Apple: We’re starting to do some things differently now∞
John Gruber, reporting from the private presentation of OS X he was given one week ago, by Phil Schiller, Apple’s Senior Vice President of Worldwide Marketing:
The meeting was structured and conducted very much like an Apple product announcement event. But instead of an auditorium with a stage and theater seating, it was simply with a couch, a chair, an iMac, and an Apple TV hooked up to a Sony HDTV. And instead of a room full of writers, journalists, and analysts, it was just me, Schiller, and two others from Apple — Brian Croll from product marketing and Bill Evans from PR.
And:
But this, I say, waving around at the room, this feels a little odd. I’m getting the presentation from an Apple announcement event without the event. I’ve already been told that I’ll be going home with an early developer preview release of Mountain Lion. I’ve never been at a meeting like this, and I’ve never heard of Apple seeding writers with an as-yet-unannounced major update to an operating system. Apple is not exactly known for sharing details of as-yet-unannounced products, even if only just one week in advance. Why not hold an event to announce Mountain Lion — or make the announcement on apple.com before talking to us?
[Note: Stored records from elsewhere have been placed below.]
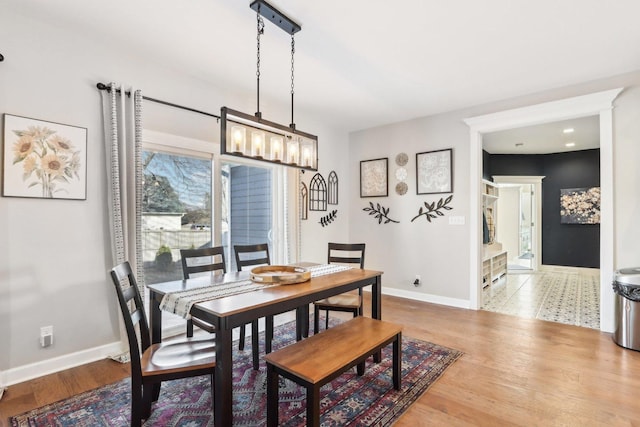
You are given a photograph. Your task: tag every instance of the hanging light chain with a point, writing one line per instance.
(293, 50)
(260, 30)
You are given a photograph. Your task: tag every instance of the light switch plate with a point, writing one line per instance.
(456, 220)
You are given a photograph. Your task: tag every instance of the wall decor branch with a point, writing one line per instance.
(433, 211)
(380, 213)
(328, 219)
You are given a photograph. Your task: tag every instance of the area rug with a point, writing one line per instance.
(349, 400)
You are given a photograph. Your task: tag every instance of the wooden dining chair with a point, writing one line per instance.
(341, 253)
(192, 263)
(252, 256)
(153, 363)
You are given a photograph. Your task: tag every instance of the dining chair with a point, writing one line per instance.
(251, 256)
(153, 363)
(341, 253)
(202, 260)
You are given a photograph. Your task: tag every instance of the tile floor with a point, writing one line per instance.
(561, 295)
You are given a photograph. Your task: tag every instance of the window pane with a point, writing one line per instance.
(247, 211)
(176, 211)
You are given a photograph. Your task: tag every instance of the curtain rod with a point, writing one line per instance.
(102, 86)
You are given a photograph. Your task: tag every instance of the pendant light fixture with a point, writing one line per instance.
(251, 136)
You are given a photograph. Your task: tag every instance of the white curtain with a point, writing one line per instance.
(122, 109)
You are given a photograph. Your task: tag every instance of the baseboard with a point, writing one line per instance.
(56, 364)
(419, 296)
(574, 270)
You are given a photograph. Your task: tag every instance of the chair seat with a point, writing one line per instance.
(178, 356)
(343, 300)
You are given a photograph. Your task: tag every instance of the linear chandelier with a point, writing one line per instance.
(251, 136)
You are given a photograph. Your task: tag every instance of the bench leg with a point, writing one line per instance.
(268, 334)
(272, 396)
(313, 406)
(316, 319)
(397, 362)
(255, 346)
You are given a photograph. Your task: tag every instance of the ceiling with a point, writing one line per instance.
(365, 63)
(583, 133)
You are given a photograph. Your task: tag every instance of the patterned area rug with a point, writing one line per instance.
(349, 400)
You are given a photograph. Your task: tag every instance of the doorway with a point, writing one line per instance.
(601, 104)
(519, 228)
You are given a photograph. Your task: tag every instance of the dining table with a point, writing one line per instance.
(230, 311)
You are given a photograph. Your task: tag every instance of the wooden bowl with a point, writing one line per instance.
(280, 274)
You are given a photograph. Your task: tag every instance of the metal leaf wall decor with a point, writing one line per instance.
(328, 219)
(432, 211)
(380, 213)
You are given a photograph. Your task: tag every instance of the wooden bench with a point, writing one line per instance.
(319, 359)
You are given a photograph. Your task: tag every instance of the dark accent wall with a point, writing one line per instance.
(575, 245)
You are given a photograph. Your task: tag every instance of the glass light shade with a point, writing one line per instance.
(307, 154)
(258, 144)
(293, 151)
(277, 148)
(238, 139)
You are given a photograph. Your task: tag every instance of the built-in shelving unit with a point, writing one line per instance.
(494, 258)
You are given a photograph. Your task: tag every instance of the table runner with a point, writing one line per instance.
(180, 302)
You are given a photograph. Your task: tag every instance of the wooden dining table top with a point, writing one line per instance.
(265, 296)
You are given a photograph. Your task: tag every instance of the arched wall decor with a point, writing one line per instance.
(317, 193)
(333, 188)
(304, 199)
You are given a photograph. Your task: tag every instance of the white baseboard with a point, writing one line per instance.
(419, 296)
(56, 364)
(570, 270)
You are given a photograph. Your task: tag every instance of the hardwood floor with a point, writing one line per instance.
(515, 371)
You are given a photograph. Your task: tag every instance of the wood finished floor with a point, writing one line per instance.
(515, 371)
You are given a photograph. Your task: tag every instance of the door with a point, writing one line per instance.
(526, 251)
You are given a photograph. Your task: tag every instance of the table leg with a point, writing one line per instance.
(302, 322)
(223, 408)
(155, 325)
(155, 319)
(376, 308)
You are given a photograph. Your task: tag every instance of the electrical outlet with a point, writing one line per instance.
(46, 336)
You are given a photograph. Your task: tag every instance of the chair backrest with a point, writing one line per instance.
(133, 314)
(192, 260)
(346, 253)
(250, 255)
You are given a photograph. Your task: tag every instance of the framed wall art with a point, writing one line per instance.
(44, 159)
(374, 177)
(434, 172)
(580, 205)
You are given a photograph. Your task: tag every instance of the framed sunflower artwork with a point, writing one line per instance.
(44, 159)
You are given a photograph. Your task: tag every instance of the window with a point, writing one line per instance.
(193, 199)
(176, 210)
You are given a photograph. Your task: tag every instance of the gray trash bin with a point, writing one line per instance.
(626, 286)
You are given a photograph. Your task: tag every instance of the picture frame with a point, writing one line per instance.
(434, 172)
(580, 205)
(374, 177)
(43, 159)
That’s when Schiller tells me they’re doing some things differently now.
I wonder immediately about that “now”. I don’t press, because I find the question that immediately sprang to mind uncomfortable. And some things remain unchanged: Apple executives explain what they want to explain, and they explain nothing more.
The whole article is a great read worth checking out. I just can’t help to wonder about this strategy though. It was a strange answer coming from Schiller, with the “now” in the end. But if it really is a shift, instead of a one-time-thing, I’m certain it was planned a long time ago, with Steve Jobs’ full knowledge, and not something they changed just because he was no longer around.